Fully defining a drawing allows for interchangeable parts, meaning that components produced to the same specifications can be used interchangeably in an assembly. This is essential for mass production and repairability.


A well-defined drawing serves as a basis for quality control procedures. Inspectors can use the drawing to verify that manufactured parts meet the required standards and specifications.


Accurate and complete drawings reduce the likelihood of errors and rework during the manufacturing process. This, in turn, helps to minimize costs associated with wasted materials and time.

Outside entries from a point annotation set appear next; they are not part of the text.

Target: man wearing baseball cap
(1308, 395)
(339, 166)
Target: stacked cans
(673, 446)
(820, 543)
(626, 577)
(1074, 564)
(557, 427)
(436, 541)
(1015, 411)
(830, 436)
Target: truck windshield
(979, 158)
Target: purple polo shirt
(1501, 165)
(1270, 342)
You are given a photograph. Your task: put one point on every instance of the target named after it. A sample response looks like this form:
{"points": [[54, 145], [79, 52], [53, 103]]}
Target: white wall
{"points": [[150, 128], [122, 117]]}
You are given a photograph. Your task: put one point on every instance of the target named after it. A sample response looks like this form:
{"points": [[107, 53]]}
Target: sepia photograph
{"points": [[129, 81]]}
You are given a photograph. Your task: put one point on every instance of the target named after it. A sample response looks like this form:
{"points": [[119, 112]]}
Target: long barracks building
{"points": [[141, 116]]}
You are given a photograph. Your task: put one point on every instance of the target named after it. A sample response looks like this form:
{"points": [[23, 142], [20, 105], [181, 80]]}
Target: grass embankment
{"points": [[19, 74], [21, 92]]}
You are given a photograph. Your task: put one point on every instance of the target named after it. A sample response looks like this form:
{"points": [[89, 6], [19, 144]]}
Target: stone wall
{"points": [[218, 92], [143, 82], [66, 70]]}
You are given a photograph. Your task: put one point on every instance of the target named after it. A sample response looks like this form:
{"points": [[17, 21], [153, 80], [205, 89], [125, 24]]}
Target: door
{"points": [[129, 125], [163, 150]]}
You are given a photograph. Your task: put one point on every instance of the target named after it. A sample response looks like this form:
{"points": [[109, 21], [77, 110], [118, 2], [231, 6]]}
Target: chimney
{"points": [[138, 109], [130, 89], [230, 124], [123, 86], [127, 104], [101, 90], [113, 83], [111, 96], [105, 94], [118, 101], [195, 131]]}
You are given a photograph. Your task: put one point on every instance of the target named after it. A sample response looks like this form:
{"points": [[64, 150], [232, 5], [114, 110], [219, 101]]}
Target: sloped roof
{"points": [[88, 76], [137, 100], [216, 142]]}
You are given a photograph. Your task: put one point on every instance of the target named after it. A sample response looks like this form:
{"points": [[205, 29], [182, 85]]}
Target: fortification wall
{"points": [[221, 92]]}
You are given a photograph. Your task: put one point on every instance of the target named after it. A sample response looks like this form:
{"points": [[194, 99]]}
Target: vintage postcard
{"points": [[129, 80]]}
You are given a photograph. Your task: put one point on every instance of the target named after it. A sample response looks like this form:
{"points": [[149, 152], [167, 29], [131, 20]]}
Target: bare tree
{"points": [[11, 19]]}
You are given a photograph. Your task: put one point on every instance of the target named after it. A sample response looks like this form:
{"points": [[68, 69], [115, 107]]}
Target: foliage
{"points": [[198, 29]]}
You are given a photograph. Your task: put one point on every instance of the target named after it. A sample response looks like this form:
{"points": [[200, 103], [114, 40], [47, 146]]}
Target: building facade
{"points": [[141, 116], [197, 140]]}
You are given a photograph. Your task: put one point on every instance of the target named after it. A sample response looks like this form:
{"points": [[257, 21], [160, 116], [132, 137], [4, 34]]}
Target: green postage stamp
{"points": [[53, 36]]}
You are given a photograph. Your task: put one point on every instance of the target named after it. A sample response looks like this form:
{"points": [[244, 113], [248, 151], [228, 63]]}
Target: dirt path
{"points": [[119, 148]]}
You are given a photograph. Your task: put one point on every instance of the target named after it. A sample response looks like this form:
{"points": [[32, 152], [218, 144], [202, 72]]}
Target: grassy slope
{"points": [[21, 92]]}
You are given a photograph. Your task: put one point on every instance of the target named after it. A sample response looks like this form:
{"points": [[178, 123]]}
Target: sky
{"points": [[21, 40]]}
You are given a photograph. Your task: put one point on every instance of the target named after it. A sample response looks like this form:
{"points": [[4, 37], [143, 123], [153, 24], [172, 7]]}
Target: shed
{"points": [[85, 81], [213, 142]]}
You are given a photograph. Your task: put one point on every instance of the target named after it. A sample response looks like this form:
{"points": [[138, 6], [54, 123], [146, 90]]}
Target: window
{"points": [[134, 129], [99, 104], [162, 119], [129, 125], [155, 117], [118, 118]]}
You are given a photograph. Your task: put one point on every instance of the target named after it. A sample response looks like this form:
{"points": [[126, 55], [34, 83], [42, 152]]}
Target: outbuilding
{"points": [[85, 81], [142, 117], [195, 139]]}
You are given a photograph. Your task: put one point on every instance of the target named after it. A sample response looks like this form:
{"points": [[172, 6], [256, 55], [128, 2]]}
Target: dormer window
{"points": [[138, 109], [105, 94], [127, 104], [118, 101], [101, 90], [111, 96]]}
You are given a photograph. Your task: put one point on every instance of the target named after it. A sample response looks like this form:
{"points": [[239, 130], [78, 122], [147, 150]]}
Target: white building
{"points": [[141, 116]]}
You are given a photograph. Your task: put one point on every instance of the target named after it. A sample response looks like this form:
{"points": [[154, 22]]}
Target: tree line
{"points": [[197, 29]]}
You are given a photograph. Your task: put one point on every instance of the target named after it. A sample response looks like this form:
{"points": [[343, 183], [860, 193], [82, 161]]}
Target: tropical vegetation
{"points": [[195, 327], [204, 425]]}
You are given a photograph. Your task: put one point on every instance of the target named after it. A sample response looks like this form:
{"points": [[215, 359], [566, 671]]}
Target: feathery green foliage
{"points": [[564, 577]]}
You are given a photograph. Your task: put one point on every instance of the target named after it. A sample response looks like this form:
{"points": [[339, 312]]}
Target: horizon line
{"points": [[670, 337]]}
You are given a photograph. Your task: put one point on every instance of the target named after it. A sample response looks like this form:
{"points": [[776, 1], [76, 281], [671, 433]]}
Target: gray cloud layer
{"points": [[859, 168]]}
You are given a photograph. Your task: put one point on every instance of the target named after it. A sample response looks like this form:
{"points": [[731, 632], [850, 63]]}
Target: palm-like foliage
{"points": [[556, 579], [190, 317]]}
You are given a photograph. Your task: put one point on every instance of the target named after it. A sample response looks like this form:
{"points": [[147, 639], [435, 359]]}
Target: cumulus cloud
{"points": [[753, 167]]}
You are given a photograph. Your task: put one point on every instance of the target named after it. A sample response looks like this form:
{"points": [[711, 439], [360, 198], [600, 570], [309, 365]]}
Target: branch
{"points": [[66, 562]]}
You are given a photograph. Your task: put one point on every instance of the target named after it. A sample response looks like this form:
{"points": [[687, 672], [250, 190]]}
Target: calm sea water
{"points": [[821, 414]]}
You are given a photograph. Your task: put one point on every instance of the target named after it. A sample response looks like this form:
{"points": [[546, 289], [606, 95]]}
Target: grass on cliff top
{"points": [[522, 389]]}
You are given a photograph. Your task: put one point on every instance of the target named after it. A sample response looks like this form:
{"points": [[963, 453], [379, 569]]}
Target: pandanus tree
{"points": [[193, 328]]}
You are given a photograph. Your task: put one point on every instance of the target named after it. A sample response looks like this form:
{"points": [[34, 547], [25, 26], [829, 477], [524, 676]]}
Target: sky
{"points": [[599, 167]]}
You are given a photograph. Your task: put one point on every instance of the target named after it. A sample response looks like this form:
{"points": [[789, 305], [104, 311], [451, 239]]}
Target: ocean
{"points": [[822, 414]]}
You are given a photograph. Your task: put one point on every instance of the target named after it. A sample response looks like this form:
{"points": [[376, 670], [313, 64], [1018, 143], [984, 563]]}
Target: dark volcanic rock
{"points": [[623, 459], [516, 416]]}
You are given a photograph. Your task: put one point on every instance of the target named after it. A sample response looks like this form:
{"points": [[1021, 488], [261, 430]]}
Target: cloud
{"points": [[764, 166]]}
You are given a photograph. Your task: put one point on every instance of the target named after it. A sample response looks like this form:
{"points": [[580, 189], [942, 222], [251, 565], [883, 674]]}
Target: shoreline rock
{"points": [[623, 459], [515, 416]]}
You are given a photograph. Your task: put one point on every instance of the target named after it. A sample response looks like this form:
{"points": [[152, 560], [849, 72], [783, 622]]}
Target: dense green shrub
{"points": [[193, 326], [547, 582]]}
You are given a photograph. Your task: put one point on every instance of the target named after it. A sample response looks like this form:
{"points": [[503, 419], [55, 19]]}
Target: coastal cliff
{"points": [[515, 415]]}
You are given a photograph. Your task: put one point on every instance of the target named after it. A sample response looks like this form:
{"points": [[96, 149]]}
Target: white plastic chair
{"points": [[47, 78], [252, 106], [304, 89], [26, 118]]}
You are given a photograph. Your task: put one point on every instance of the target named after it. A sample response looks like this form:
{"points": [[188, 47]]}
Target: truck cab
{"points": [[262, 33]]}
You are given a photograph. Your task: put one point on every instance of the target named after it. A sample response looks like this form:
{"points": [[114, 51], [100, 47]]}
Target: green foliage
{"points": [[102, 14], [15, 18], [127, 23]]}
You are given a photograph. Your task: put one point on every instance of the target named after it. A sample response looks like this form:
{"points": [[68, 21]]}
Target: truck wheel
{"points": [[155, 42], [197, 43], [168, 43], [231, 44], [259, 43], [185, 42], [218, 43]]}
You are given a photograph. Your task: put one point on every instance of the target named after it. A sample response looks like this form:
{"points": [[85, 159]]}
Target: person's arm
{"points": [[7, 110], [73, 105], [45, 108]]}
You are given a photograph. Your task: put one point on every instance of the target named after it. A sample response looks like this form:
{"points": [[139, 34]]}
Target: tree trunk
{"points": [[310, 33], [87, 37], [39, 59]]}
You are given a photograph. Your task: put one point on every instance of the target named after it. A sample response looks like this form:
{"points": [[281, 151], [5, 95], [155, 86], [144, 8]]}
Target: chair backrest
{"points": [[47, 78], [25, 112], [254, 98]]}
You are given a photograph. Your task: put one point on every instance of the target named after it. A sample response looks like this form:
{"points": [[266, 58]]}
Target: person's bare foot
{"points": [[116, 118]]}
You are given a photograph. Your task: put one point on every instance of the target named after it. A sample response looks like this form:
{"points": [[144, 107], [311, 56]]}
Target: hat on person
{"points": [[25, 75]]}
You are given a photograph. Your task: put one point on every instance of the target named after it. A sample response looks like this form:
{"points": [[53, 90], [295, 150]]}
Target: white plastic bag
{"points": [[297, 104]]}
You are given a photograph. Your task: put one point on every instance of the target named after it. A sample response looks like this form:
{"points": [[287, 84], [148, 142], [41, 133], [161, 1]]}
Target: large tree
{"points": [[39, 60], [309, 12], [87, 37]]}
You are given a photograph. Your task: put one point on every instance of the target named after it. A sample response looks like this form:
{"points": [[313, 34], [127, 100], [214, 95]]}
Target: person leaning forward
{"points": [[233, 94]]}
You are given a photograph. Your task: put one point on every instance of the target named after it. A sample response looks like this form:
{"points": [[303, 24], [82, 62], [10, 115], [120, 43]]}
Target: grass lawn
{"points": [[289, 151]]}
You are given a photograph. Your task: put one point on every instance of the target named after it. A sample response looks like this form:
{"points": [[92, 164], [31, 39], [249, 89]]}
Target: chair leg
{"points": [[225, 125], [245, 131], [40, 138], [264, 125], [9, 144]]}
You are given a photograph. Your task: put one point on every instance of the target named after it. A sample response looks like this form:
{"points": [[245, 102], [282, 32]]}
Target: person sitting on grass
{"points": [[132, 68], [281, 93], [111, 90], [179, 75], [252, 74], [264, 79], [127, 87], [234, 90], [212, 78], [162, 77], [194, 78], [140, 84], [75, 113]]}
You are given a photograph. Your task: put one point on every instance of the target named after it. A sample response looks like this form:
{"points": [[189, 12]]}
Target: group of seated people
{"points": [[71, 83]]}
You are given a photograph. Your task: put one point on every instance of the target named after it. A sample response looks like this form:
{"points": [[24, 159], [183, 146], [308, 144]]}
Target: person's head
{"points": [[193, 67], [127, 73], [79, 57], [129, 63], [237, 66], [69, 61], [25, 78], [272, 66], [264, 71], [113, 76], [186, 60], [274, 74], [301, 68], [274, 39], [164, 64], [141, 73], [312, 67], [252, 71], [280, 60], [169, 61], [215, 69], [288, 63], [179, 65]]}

A fully defined technical drawing serves as a legal document that outlines the intellectual property and design rights associated with the product. It provides a basis for patent applications and protects the designer's ideas.


Full definition helps preserve the designer's original intent. As the design moves through different stages of development and manufacturing, a fully defined drawing ensures that the final product aligns with the initial concept and specifications.


If changes or revisions are necessary, a fully defined drawing makes it easier for designers to identify and update specific dimensions or features without affecting other parts of the design unintentionally.


Fully defining a technical drawing is essential for effective communication, precision in manufacturing, quality control, legal protection, and overall efficiency in the product development process. It forms the foundation for successful collaboration among different stakeholders and ensures that the end product meets the required standards and specifications.